Following your heart, developing hobbies, and engaging in leisure are not indulgences. They are the necessary ingredients for true abundance.

Trust that your body and your mind are effective funnels that would digest, make good use of resources and turn them into something useful, beautiful and meaningful.

Like an untainted child, we must relearn how to wander into the unknown forests, find treasures that inform our next steps, and relinquish the need to control everything. Only then, our perpetual feeling that something is missing will have a chance to be cured.

Learning how to play again is how we can champion the multipotentialites and mavericks amongst us and in us.

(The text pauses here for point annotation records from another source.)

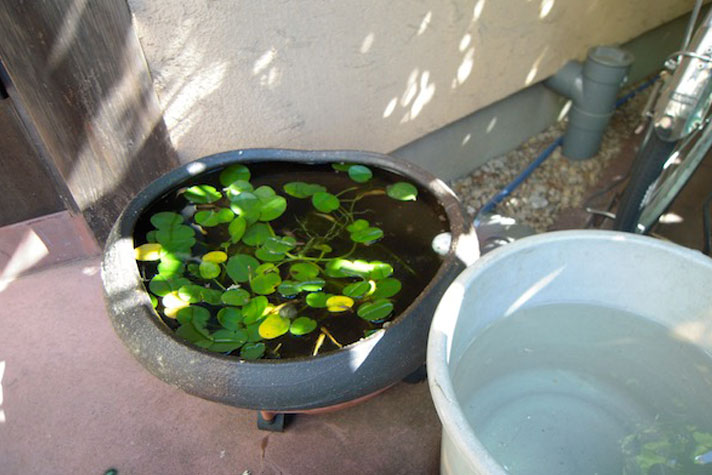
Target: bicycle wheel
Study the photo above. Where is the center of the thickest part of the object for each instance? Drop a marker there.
(659, 172)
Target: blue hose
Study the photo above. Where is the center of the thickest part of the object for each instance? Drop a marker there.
(512, 185)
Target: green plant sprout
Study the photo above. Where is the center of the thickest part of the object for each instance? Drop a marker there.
(254, 285)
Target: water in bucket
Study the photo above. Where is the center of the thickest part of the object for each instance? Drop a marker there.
(578, 388)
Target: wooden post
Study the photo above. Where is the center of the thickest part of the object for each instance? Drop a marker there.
(82, 83)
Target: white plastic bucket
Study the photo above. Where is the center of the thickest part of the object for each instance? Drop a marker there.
(666, 283)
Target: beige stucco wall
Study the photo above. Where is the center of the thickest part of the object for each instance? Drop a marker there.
(358, 74)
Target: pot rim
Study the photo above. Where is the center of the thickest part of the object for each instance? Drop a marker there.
(460, 247)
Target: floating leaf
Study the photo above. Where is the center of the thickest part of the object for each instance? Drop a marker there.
(148, 252)
(317, 299)
(166, 219)
(233, 173)
(299, 189)
(202, 194)
(197, 317)
(272, 208)
(280, 244)
(177, 238)
(380, 270)
(209, 270)
(367, 235)
(237, 229)
(253, 351)
(402, 191)
(240, 266)
(257, 234)
(360, 173)
(339, 303)
(341, 166)
(248, 206)
(325, 202)
(237, 297)
(288, 288)
(254, 310)
(230, 318)
(170, 266)
(358, 225)
(211, 218)
(237, 187)
(304, 270)
(265, 283)
(274, 326)
(357, 289)
(387, 288)
(161, 285)
(302, 326)
(225, 341)
(376, 310)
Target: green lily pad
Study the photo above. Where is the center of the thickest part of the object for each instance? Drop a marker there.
(248, 206)
(357, 289)
(166, 220)
(209, 270)
(358, 225)
(161, 285)
(367, 235)
(402, 191)
(317, 299)
(233, 173)
(304, 270)
(236, 297)
(376, 310)
(386, 288)
(240, 266)
(325, 202)
(252, 351)
(274, 326)
(237, 187)
(230, 318)
(211, 218)
(202, 194)
(272, 208)
(299, 189)
(257, 234)
(254, 310)
(302, 326)
(360, 173)
(237, 228)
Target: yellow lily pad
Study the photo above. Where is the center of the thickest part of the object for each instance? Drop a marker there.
(339, 303)
(148, 252)
(218, 257)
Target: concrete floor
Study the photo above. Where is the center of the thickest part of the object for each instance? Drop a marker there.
(72, 399)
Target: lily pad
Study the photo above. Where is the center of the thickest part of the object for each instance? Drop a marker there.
(325, 202)
(274, 326)
(302, 326)
(202, 194)
(360, 173)
(240, 266)
(230, 318)
(234, 173)
(402, 191)
(237, 297)
(299, 189)
(376, 310)
(252, 351)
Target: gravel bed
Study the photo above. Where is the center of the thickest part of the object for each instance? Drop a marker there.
(558, 183)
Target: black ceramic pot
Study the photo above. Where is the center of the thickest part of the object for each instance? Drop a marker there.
(290, 385)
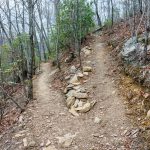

When we are in a creative flow, our existential crisis becomes our friends, a divine messenger, rather than our enemy.

 

midlife anxiety and meaning

“It’s really a wonder that I haven’t dropped all my ideals, because they seem so absurd and impossible to carry out. “

― Anne Frank

 

Making Room in Your Nervous System

Our hypervigilant nervous system is the biggest contributor to our panic in an existential crisis.

If you have been fighting all your life for survival, the idea of slowing down and exploring your soul may be an alienating concept to you. You may feel guilty when you are not doing what you have always done, that is, being ‘productive’, and ‘disciplined’. If you are tied up by fears and always floundering to secure money, recognition, and love, you may not have the capacity to sit down and play, explore or create. We have to consciously make room in our minds for playing by calming it down. And one way to rewire our nervous system is to practice gratitude.

A gratitude journal maybe a self-help cliche, but it is a cliche for a reason. It works. It truly helps to rewire our brains. It trains us to count our blessings, and remember our abundance. A gratitude practice is a great way to start your day or end it. You can be grateful for something as simple as the sun shining, your bed being comfortable, or your dog wagging his tail when he sees you. It can be anything that made you smile that day. You don’t have to have a physical journal per se, if you can find a way to re-focus your mind on love and thankfulness rather than ‘what might go wrong.’

The message we are sending to ourselves is: You are safe, and you are good enough. You can, therefore, afford to serve others to the best of your ability.

On a deeper level, we are saying to ourselves: “You do not need to desperately get other people’s recognition, your parents’ or your friends’ approval. Because you are already good enough, and things in your world are good enough.’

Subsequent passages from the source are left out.